Closed codito closed 6 years ago
Are we sure that this is really the root cause? I think it may have to do with some dependencies. A while back, when pytest had a new version with a lot of new dependencies, our tests started running slower leading to timeouts, or InvocationError in some cases. I fixed it by rolling back pytest to 3.2.5 which was the known good version. When we added tests for the rest_api, we had to add flask_restplus and flask_cors to the dependencies, and it looks like the slowdown and the InvocationErrors are back again. Looks like your recent test builds confirm that the slowdown and InvocationErrors go away if we remove the dependencies. Not sure how to debug the problem, Does this approach seem worthwhile?
The slowness in CI (~24mins to ~48mins) goes away once we remove the flask-cors and flask-restplus dependencies. The root cause for that is not known yet. Is it okay to remove dependencies until we investigate this further? Debug builds may help us, they also publish a docker image we can try out.
Profile numbers shared above do show up without these dependencies as well (tried this on a fast desktop Linux/AMD/x64/12 Core/16G ram). Can you please check if it reproduces for you?
@codito How did you get the test to finish in ~195 seconds? (Did you reduce the number of tests?) On my laptop, the tests take about 20 mins to run and looks like that's the best case on Travis as well.

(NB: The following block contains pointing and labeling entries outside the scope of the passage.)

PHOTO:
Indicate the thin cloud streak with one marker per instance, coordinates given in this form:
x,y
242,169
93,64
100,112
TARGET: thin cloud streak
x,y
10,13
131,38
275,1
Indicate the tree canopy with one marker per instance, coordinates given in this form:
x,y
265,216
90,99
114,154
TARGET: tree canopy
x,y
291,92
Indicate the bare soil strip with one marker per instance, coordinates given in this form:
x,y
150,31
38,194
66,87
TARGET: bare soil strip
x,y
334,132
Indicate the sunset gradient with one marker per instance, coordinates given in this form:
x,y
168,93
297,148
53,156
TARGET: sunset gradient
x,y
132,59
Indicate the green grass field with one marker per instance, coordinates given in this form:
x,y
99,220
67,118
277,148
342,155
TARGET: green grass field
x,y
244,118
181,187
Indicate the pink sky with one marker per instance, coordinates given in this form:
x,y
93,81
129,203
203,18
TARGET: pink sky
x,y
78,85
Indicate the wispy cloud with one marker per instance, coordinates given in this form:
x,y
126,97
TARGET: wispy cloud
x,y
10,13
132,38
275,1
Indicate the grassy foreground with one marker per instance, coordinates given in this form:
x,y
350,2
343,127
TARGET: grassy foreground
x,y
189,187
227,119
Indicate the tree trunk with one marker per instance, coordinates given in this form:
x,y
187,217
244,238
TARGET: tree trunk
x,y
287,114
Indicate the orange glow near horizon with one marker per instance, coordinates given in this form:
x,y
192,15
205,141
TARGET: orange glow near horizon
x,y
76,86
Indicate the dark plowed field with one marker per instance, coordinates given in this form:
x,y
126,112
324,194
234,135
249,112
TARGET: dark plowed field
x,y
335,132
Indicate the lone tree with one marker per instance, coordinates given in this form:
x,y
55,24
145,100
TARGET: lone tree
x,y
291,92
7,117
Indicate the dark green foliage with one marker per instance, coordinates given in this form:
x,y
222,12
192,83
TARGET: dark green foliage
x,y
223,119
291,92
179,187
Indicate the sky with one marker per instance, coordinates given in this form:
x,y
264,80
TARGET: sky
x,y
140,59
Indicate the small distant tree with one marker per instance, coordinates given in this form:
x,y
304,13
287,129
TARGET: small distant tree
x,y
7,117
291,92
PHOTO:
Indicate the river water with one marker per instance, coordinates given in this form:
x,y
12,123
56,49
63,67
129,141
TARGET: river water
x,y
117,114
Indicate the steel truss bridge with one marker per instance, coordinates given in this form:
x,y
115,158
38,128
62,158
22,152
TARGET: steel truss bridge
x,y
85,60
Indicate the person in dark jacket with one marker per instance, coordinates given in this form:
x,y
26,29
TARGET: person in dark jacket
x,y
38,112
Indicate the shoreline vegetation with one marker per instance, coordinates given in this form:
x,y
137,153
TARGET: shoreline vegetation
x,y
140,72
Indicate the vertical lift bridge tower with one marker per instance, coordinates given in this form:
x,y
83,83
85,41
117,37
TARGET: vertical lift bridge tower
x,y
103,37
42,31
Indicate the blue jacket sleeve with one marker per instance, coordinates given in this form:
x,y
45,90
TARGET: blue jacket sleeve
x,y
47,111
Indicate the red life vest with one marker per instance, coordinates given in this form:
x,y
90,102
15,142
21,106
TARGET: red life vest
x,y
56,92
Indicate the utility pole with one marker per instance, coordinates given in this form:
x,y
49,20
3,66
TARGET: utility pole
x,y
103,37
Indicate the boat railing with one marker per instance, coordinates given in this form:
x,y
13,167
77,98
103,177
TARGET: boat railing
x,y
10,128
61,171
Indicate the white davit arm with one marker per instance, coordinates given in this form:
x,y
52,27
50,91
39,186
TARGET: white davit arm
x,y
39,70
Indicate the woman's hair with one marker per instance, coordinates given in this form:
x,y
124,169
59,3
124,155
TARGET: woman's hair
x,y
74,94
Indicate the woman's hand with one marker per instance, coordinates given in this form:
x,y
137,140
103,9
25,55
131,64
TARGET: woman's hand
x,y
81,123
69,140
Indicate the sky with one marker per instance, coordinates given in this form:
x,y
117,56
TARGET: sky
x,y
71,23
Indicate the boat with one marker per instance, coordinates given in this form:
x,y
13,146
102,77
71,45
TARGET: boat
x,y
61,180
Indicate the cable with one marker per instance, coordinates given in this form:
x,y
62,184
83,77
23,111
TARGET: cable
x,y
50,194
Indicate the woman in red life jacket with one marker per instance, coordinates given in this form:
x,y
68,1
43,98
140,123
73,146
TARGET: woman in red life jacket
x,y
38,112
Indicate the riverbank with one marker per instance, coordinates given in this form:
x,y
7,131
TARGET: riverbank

I did a ctrl+c in midway, profiler is wiser to emit data appropriately.
That might be the reason why the transliteration rises to the top. All the transliteration is done at the beginning while creating the reference data. If you had let it run, it would have been 35s out of 20min, which is about 2%. I don't know if we should focus on that right now. I think the bulk of the time is being spent elsewhere.
When debugging the failures after switching to pytest 3.3.x, I had noticed that the 20 slowest tests output by pytest --durations=20
, were all just basic tests, but their setup and call time had increased significantly from pytest 3.2 to 3.3. I will try to collect the data again, but the only change in that instance was the pytest version (and associated dependencies).
Is it possible to create a separate test case in tox.ini that will only run test_rest_api with the flask_cors & flask_restplus dependencies specified directly in the tox config? This could be a stop-gap measure while we investigate the problem.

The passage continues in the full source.